Fraiser Fraiser - 1 month ago 13
C# Question

how to locate and store character positions in a text file

I am trying to create a lexicographically sorted index of words along with their position in a text file.

With the help of experts in this forum I am able to create a lexicographically sorted index of words.

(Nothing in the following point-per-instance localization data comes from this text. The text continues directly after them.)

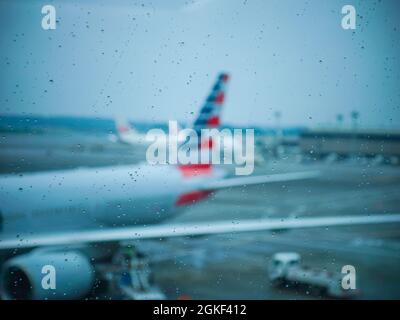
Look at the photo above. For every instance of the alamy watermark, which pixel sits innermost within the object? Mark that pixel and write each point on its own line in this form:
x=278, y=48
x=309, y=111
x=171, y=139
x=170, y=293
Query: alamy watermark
x=204, y=148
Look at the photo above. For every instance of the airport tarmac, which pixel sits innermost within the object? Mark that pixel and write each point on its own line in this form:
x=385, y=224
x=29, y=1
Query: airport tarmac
x=235, y=266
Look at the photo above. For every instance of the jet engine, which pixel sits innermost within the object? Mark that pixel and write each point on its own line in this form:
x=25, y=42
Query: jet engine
x=47, y=275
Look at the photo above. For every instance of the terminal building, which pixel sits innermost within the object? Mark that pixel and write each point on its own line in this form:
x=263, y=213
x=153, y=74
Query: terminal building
x=345, y=143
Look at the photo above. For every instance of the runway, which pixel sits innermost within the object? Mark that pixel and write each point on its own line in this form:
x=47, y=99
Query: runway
x=235, y=266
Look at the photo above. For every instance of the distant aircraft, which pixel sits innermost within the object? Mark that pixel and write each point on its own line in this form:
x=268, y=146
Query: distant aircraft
x=75, y=220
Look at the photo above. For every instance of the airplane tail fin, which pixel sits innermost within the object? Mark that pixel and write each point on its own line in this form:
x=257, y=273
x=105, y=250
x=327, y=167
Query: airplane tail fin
x=208, y=118
x=210, y=113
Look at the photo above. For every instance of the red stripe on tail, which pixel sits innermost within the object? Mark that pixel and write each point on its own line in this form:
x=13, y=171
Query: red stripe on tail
x=192, y=197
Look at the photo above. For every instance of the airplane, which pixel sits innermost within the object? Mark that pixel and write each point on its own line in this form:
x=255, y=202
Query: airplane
x=75, y=219
x=126, y=134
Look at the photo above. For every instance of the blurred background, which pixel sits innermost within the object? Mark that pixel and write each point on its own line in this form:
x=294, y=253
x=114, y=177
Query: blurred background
x=319, y=97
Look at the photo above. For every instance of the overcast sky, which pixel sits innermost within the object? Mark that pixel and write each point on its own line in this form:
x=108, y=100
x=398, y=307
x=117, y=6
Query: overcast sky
x=157, y=60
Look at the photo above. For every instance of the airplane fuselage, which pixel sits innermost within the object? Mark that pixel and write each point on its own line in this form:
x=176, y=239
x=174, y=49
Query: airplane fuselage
x=90, y=198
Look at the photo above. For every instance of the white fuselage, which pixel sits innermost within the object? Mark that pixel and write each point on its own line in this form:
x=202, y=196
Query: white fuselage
x=93, y=198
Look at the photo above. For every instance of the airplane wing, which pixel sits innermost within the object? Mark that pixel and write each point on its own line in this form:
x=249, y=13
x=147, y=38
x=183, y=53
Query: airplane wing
x=246, y=181
x=192, y=229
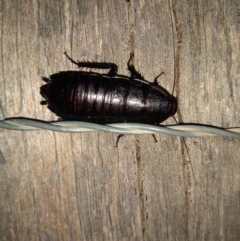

I now need help with storing the position of the lexicographically sorted index of words

this is what i have so far:-
A text file (sometextfile.txt) containing data as follows:- "This is a sample text file"

private const string filepath = @"d:\sometextfile.txt";
using (StreamReader sr = File.OpenText(filepath))
{
string input;
//dictionary to store the position of the characters in the file as long and the lexicographically sorted value as string
var parts = new Dictionary<long,string>();

while ((input = sr.ReadLine()) != null)
{
string[] words = input.Split(' ');
foreach (var word in words)
{
var sortedSubstrings =
Enumerable.Range(0, word.Length)
.Select(i => word.Substring(i))
.OrderBy(s => s);
parts.AddRange(<store the position of the character>, sortedSubstrings);

}
}
}

Answer

Using ReadLine loses some critical information about your position in the file, if you intend the position to be a byte position that you can seek to. The end of the line could be marked by a carriage return (\r) or a line feed (\n) or both, so you kind of need to know how many bytes were at the end of the line. It's also possible (depending on the encoding of the text file) that characters could be represented with varying numbers of bytes, which may also need to handle. I suggest reading the file at a lower level so you can track your position.

var parts = new Dictionary<long,string>();
using (System.IO.StreamReader sr = new System.IO.StreamReader(myfile))
{
   var sb = new System.Text.StringBuilder();
   long currentPosition = 0;
   long wordPosition = 0;
   bool wordStarted = false;
   int nextCharNum = sr.Read();
   while (nextCharNum >= 0)
   {
      char nextChar = (char)nextCharNum;
      switch(nextChar)
      {
         case ' ':
         case '\r':
         case '\n':
            if (wordStarted)
            {
               parts[wordPosition] = sb.ToString();
               sb.Clear();
               wordStarted = false;
            }
            break;
         default:
            sb.Append(nextChar);
            if (!wordStarted)
            {
               wordPosition = currentPosition;
               wordStarted = true;
            }
            break;
      }
      currentPosition += sr.CurrentEncoding.GetByteCount(nextChar.ToString());
      nextCharNum = sr.Read();
   }
   if (wordStarted)
      parts[wordPosition] = sb.ToString();
}
foreach (var de in parts)
{
   Console.WriteLine("{0} {1}", de.Key, de.Value);
}